En 1934, le jeune érudit embrasse le Parti communiste français (PCF) et le Comité de secours pour l’Arménie, où il croise le chemin de Mélinée, également orpheline et survivante du génocide arménien. Liés par leur amour pour les lettres et les mots, le fils de paysan et la fille de fonctionnaire partagent un engagement politique inébranlable qui sera bientôt mis à rude épreuve.
À l’aube de la guerre en 1939, Missak Manouchian est incarcéré en tant que communiste étranger dans un camp, puis enrôlé dans l’armée. De retour à Paris, désormais sous l’occupation en 1940, il persiste à militer en clandestinité, distribuant des pamphlets anti-hitlériens aux côtés de son camarade Arsène Tchakarian.
Au début de 1943, Missak Manouchian rallie les rangs du groupe armé de la résistance communiste, les Francs-tireurs et Partisans – Main-d’Œuvre Immigrée (FTP-MOI). «À cette époque, ils étaient pratiquement les seuls à mener une lutte armée en région parisienne, car tous les autres groupes étaient tombés les uns après les autres», précise l’expert Denis Peschanski.
Opérant sous des pseudonymes et de fausses identités, la soixantaine de membres des FTP-MOI, d’origines polonaise, italienne et arménienne, dirigés à compter de l’été 1943 par Missak Manouchian, orchestrèrent près d’une centaine d’actions contre l’occupant: sabotages, déraillements, attaques de soldats…
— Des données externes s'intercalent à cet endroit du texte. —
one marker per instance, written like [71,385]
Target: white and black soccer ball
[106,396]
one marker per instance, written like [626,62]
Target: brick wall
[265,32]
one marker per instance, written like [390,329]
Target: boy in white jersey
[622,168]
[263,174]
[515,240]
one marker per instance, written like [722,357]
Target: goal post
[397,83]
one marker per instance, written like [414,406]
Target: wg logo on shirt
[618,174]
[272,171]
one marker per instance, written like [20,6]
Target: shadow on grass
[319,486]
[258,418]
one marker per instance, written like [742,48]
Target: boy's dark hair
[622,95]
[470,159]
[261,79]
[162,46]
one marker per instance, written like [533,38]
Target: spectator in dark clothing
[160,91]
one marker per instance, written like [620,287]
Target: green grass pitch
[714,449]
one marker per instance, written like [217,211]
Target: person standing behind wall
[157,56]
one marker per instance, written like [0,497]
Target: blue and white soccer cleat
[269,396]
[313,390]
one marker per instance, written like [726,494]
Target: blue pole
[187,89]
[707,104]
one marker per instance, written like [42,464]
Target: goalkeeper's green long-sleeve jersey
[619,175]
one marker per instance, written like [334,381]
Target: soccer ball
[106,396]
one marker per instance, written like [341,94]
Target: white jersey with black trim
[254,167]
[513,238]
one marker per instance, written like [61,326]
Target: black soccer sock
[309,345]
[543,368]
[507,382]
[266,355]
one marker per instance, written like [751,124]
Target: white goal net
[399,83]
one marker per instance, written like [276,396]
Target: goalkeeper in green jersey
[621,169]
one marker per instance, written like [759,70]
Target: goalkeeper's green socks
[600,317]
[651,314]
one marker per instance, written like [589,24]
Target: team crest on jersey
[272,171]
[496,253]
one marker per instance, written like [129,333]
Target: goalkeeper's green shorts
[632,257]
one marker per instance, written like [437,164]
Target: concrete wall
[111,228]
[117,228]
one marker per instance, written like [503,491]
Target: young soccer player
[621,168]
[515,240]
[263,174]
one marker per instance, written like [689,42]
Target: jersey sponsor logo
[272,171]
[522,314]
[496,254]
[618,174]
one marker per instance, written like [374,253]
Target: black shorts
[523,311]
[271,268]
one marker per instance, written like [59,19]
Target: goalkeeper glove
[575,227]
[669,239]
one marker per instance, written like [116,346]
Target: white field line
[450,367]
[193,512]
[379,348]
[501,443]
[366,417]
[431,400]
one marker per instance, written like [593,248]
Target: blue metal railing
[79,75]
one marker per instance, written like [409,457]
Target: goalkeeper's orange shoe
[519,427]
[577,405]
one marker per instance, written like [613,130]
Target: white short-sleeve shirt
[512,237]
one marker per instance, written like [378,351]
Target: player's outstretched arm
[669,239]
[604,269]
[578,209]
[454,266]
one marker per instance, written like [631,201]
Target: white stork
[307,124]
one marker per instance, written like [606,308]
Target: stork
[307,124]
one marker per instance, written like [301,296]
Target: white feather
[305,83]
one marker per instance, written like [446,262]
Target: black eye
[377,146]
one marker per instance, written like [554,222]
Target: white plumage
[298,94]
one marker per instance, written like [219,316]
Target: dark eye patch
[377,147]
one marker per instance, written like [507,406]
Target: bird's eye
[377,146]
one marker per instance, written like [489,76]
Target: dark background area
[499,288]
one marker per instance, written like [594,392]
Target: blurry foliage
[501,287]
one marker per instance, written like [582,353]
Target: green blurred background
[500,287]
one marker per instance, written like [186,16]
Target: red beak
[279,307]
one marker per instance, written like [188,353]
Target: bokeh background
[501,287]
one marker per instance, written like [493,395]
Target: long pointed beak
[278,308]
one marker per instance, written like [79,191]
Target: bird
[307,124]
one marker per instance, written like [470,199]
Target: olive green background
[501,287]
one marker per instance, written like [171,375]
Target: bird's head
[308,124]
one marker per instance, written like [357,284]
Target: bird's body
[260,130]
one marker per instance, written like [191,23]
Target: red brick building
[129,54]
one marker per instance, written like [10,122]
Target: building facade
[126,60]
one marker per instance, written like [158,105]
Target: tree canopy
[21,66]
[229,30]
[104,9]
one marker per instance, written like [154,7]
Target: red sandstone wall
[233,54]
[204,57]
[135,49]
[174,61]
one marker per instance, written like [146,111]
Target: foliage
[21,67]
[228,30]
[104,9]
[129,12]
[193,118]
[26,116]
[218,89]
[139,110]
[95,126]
Leur plus retentissante opération eut lieu le 28 septembre 1943, avec l’assassinat audacieux du général SS Julius Ritter, responsable du Service du Travail Obligatoire (STO), en plein Paris, rue Pétrarque. Cependant, l’étau des brigades spéciales de la préfecture de police se resserrait inéluctablement sur les FTP-MOI.
Au petit matin du 16 novembre 1943, Missak Manouchian était censé retrouver Joseph Epstein, le chef des FTP-MOI de la région parisienne, à la gare d’Evry-Petit-Bourg. «Ils avaient eu vent que les brigades spéciales étaient à leurs trousses, et ils devaient établir un plan d’évacuation vers la province pour le groupe entier», relate Georges Duffau-Epstein, le fils de Joseph Epstein.
Capturés puis soumis à de terribles sévices, les deux individus ont été incarcérés dans l’isolement pendant de longs mois avant de rencontrer leur sort funeste.
À l’issue d’une parodie de justice, qui a été largement couverte par des médias serviles et collaborationnistes, Missak Manouchian fut passé par les armes le 21 février 1944, à l’âge de 37 ans, aux côtés d’une vingtaine de ses compagnons de lutte.
Dix de ces braves figurent sur ce que l’histoire retiendra sous le nom de «l’Affiche rouge», une sinistre propagande diffusée par les forces d’occupation allemande, dépeignant ces résistants comme «l’armée du crime» avec, à leur tête, le «chef de bande» Manouchian, les accusant de «56 attentats, 150 morts, 600 blessés».
«'L’Affiche rouge' voulait les diaboliser en assassins, mais a involontairement ciselé leurs statues de héros», met en exergue Denis Peschanski, historien.
En 1955, le poète Louis Aragon immortalise leur bravoure dans un poème poignant, Strophes pour se souvenir, en les qualifiant de «vingt et trois étrangers et nos frères pourtant» – un hommage repris et sublimé par la voix de Léo Ferré.
Cependant, si «l’Affiche rouge» a inscrit Missak et ses camarades au panthéon des légendes, cette image ne saurait résumer la richesse de son parcours, estime Katia Guiragossian, sa petite-nièce. Elle considère que «Manouche», surnom affectueux attribué par sa famille, représente, par sa lutte et sa personnalité, un «symbole de cohésion».
Sa panthéonisation vient confirmer ses propres mots, prémonitoires, écrits dans une lettre à sa chère épouse Mélinée avant son exécution: «Le peuple français et tous les combattants de la Liberté sauront honorer notre mémoire dignement.»